Glycerine, discovered in 1789 by Scheele, who gave it the name of the "sweet principle of oils," is a thick and syrupy liquid produced by the saponification of the fats and fixed oils. It is either colorless, or of a pale amber tint, unctuous, inodorous when pure, and very sweet to the taste, whence the current appellation. The sp. gr. is 1.260; the composition is C9H8O3. It contains a small percentage of water.

(From a chemical standpoint, glycerine belongs to the alcohol series, and experimentally has been found to produce symptoms resembling those of alcohol. In animals intoxication follows the ingestion of large doses, and, if they be excessive, death, preceded by coma, is the result.)

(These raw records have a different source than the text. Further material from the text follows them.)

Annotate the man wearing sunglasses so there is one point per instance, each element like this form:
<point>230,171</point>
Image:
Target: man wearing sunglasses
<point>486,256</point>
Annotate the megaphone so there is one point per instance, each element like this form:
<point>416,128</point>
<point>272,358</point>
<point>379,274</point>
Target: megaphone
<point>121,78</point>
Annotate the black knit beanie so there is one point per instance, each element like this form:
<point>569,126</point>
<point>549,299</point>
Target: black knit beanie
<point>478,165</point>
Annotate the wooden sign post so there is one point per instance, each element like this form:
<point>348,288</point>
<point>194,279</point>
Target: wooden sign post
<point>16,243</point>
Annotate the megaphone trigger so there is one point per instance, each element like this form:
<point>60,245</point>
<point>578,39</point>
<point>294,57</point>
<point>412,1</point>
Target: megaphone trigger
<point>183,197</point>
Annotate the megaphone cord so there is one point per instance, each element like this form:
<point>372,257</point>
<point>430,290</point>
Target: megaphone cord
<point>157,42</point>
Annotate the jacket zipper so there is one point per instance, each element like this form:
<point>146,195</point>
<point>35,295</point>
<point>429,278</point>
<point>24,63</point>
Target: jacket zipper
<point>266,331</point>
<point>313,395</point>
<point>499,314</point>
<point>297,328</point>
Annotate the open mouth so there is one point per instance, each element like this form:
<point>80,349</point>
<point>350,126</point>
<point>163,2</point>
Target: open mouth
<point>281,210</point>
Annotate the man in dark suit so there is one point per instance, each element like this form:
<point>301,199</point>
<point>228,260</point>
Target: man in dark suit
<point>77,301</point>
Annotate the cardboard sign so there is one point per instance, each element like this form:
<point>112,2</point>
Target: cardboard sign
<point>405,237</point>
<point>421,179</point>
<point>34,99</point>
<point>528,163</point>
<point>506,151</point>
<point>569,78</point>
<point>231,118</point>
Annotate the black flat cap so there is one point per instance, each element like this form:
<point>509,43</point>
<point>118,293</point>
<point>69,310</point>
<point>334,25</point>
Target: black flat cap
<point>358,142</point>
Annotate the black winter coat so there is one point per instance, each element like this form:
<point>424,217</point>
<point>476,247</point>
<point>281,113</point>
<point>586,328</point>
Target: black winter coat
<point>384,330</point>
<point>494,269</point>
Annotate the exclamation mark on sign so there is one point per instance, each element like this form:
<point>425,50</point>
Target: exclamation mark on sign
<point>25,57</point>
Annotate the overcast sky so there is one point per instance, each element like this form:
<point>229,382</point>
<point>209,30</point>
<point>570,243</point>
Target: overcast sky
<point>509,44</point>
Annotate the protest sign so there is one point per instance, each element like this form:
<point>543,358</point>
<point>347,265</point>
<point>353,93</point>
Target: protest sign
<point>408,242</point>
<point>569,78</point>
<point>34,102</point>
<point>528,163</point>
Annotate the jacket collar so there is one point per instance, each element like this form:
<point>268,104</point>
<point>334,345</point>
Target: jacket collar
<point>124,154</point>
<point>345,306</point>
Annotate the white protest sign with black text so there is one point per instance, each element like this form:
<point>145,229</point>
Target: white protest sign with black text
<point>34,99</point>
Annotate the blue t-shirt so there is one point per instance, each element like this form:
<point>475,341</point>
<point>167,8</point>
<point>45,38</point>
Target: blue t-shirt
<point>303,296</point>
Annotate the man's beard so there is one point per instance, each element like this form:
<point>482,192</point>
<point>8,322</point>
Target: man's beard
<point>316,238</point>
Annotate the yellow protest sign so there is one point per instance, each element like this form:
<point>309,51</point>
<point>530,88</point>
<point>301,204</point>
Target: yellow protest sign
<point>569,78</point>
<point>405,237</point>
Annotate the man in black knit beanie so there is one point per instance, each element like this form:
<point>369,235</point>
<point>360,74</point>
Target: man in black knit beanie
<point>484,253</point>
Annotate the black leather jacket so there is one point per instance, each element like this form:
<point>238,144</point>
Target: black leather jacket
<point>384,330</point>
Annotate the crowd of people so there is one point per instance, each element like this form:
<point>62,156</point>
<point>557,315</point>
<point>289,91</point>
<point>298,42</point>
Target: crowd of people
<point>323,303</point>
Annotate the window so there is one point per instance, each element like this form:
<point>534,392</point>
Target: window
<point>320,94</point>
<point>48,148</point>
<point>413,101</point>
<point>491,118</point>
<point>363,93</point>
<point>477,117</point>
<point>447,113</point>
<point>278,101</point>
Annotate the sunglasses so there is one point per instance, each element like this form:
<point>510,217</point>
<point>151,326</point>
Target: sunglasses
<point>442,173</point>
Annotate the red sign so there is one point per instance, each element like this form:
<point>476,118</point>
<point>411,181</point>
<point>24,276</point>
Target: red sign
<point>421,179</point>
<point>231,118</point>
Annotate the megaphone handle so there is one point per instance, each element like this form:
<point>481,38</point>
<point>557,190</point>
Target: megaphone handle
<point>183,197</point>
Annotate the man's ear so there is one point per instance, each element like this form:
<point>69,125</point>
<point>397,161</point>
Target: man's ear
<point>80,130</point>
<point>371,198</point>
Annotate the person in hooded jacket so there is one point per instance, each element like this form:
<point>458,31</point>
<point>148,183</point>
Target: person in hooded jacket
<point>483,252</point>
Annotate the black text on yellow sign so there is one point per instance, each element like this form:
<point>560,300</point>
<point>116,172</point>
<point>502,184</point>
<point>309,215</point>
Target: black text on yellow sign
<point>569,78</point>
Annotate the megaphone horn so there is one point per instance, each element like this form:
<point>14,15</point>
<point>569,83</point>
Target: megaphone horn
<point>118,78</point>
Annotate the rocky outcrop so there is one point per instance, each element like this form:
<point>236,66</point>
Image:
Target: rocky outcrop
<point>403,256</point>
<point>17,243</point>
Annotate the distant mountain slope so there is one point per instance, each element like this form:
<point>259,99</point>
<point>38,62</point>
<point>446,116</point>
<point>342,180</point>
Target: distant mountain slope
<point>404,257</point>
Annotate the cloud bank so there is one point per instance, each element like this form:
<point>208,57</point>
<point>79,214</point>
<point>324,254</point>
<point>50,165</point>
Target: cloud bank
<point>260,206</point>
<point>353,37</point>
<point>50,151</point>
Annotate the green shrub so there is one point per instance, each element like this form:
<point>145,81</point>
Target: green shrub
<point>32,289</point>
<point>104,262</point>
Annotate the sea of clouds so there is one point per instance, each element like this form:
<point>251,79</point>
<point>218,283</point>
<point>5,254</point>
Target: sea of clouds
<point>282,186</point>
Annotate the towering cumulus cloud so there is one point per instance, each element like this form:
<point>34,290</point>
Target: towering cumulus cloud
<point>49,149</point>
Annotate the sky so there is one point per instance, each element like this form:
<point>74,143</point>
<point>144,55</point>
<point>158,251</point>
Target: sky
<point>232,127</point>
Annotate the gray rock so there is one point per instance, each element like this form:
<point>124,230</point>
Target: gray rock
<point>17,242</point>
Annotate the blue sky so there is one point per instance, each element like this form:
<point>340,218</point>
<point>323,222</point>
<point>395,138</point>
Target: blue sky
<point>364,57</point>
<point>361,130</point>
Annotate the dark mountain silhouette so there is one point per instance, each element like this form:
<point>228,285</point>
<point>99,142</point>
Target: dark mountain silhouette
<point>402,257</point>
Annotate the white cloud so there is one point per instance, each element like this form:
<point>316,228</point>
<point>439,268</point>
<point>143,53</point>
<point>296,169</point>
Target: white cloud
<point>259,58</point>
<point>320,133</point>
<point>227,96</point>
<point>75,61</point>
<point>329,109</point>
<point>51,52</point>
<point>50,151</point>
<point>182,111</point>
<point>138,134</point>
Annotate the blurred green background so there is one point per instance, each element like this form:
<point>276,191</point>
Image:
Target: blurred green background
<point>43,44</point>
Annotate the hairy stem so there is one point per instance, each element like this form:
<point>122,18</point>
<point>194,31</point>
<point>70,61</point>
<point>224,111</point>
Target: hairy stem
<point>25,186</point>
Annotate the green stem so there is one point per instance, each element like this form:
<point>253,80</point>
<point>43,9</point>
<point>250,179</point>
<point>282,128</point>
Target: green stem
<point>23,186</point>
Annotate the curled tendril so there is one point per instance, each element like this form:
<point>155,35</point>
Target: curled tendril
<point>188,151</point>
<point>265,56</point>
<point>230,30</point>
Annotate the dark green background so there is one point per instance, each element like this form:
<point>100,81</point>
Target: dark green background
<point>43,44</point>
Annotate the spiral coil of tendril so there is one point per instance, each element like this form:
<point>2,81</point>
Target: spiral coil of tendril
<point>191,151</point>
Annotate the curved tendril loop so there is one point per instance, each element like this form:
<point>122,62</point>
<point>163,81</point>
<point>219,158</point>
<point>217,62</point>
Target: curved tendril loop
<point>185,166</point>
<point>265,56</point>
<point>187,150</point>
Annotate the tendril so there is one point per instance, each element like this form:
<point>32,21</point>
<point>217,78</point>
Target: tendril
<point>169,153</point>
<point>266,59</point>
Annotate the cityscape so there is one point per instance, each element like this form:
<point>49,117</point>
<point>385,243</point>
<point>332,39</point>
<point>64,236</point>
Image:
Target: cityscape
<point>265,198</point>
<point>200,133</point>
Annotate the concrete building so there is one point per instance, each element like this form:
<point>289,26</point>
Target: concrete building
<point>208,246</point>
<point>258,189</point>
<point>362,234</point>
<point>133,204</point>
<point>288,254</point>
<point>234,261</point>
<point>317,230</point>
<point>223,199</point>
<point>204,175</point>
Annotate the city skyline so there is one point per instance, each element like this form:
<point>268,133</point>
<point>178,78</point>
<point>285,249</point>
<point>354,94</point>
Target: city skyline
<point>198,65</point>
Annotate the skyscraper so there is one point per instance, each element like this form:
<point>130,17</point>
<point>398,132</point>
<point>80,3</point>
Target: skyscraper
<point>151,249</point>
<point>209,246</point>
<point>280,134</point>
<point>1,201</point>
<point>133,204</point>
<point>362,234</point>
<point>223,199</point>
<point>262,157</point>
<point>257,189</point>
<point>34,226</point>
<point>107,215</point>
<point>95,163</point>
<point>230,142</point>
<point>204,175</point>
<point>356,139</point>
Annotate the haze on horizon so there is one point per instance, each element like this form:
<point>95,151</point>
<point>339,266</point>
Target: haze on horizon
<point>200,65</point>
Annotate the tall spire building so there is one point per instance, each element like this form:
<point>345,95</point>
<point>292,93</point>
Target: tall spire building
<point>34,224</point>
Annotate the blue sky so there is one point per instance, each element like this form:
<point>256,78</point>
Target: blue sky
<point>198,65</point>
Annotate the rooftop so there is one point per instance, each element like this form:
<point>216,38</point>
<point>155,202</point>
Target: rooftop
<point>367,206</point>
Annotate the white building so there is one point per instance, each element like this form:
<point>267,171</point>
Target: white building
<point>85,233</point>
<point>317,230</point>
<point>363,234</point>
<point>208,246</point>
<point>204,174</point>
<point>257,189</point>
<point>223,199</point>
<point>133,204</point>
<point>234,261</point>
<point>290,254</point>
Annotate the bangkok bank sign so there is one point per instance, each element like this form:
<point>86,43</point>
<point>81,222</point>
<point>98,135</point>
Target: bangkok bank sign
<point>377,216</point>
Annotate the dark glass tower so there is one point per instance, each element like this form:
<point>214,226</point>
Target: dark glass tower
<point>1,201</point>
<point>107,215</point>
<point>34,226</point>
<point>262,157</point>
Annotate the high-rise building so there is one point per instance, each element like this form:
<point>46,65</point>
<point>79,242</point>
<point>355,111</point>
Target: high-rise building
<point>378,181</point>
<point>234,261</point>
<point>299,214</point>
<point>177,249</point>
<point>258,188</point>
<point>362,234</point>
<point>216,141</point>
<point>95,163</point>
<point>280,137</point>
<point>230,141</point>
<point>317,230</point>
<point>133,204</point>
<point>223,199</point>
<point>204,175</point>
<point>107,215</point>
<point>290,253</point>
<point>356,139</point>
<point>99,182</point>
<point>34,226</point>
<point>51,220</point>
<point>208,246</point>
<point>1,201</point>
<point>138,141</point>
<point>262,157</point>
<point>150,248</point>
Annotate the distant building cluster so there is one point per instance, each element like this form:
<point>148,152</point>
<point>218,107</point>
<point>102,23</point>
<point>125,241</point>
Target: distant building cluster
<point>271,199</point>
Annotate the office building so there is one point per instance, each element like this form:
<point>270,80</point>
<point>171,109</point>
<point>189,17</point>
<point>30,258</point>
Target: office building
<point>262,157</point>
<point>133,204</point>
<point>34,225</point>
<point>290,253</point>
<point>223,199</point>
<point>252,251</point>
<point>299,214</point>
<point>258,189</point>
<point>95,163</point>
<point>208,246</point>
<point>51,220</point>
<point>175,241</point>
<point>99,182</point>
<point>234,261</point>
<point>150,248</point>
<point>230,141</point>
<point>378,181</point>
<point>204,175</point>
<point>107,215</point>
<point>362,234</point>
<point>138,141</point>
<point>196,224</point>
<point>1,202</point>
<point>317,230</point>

Glycerine does not become rancid: it does not evaporate, but with heat it decomposes, with evolution of intensely irritating vapors, and at a full red heat ignites and burns with a blue flame. When submitted to strong heat in a capsule, it leaves no residue. With water and with alcohol it mixes readily, dissolving in each of these in any proportions, but in ether it is not soluble. It dissolves, in turn, a great variety of different substances, such as iodine, common salt, the fixed alkalies, the vegetable acids, tannic acid in particular, and many of the salts of the vegetable alkalies. Hence it becomes an excellent recipient of many medicinal matters. To lotions it is a very useful adjunct, by reason of its soft and unchanging oiliness: it is excellent also as a simple lubricant for dry, chapped, or slightly abrased skin, and in cases of deafness, either alone or in combination with olive oil. It has been tried as a substitute for cod-liver oil, but not satisfactorily.

(Its internal use has been recommended on insufficient theoretical grounds in some forms of acne, and from reports appears to have been somewhat useful.)

Preparations and Dose. - Glycerina, 3 ss. - j. (2.50 - 5.).